Hello & welcome to my Blog.

I came up with the idea of this blog as I had been writing a cookery book for my Children after my eldest Son Simon left home and would ring me for all his favourite recipes. I thought that this way it would be easier to update & where ever they were they could cook their favourite recipes. This blog is that index card box of scribbled recipes, torn out recipes from magazines, lost somewhere in the house, all brought neatly together in one place.

What I didn't expect was the thousands of people that have looked at it since its creation, from all over the World, I have even created a Facebook fanpage so that I can chat to fellow foodies who have enjoyed the blog!

I really hope you enjoy the recipes, please feel free to post comments or recipes and I just want you to know that all recipes have been cooked time & time again by myself and all photographs, where possible, have been taken by me of the food that I have cooked.

I apologise in advance for any spelling mistakes or grammatical errors, I bake better than I write.

Buon appetito

Monday, 4 February 2013

Homemade Honeycomb



Honeycomb, Cinder Toffee, Hokey Pokey, what ever you like to call it, its one of those naughty sweet treats that is highly addictive and while I was sharing a recipe for Marshmallows and the tricky process of working with sugar and thermometers, I thought I may as well add this recipe. After all, this is another family favourite and something I often throw together in seconds just before the children get home, for a naughty treat.

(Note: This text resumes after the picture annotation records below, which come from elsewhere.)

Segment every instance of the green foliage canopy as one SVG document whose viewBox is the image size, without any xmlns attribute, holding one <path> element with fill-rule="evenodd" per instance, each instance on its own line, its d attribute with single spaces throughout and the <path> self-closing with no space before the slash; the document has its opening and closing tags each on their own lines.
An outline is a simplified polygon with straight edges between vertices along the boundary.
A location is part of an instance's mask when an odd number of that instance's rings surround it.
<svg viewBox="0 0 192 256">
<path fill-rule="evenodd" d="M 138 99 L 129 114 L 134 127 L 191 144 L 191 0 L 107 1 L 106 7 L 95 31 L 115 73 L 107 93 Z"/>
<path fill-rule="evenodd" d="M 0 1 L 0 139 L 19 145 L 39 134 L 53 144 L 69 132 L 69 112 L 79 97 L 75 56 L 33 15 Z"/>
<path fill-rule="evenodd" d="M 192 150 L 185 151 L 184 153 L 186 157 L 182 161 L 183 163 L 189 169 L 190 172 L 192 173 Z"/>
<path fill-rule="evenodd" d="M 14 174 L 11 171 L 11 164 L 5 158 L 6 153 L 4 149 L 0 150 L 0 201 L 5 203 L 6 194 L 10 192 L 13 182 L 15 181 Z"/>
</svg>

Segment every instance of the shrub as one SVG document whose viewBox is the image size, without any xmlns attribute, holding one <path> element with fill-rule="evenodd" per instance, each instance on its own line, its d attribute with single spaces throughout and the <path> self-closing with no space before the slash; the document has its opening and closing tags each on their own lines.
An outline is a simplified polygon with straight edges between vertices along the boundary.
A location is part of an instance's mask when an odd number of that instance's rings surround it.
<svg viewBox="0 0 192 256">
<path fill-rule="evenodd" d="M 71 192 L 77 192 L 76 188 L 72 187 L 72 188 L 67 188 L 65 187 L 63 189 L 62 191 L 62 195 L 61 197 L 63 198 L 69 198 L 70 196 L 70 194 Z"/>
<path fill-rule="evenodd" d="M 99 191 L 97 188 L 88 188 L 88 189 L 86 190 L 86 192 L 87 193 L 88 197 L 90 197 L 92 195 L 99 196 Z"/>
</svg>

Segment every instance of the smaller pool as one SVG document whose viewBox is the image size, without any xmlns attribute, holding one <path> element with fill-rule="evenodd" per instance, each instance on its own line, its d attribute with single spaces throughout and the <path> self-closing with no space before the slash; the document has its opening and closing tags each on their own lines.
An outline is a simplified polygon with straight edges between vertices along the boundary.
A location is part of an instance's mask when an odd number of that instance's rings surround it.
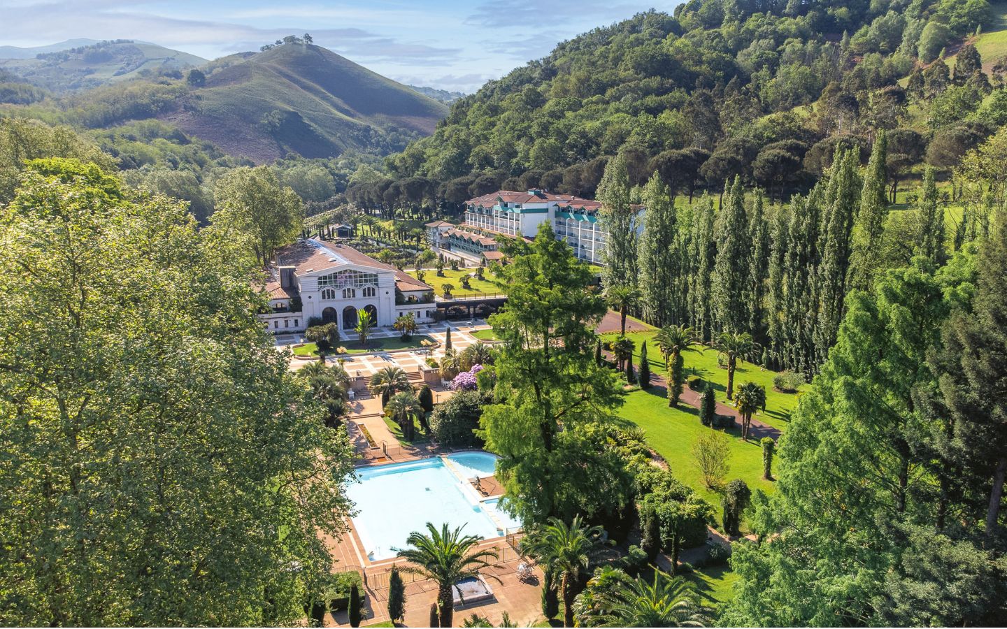
<svg viewBox="0 0 1007 629">
<path fill-rule="evenodd" d="M 458 452 L 447 455 L 447 458 L 465 478 L 485 478 L 496 471 L 497 457 L 488 452 Z"/>
</svg>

This is another tricky recipe, you face the perils of the sugar burning, watching a thermometer reach levels that should only be reached in a volcano and god help you if you spill some onto your skin!!! Now that hurts !!!

But who can resist it, I will eat it until it makes my tongue raw, its that addictive. 

Gorgeous golden shards crumbled over a good quality ice cream, served with coffee at the end of a meal or given as a gift, its crunchy, sweet naughtiness will always hit the spot. 

Buon appetito


100g Fair trade caster sugar
3 tablespoons of golden syrup
1 teaspoon of bicarbonate of soda

Mix the caster sugar and golden syrup together in a heavy bottomed pan large enough to accommodate the rising sugar when it bubbles up.

Put the pan on a low heat stirring with a wooden spoon until all the sugar crystals have dissolved, at this point stop stirring and heat until 145-150C.

Add the bicarbonate of soda, take off the heat, and stir.

Quickly pour the gooey bubbling mixture onto a baking tray covered with grease proof paper or greased foil.

Leave to cool then transfer to an air-tight container. You can also cover it in chocolate.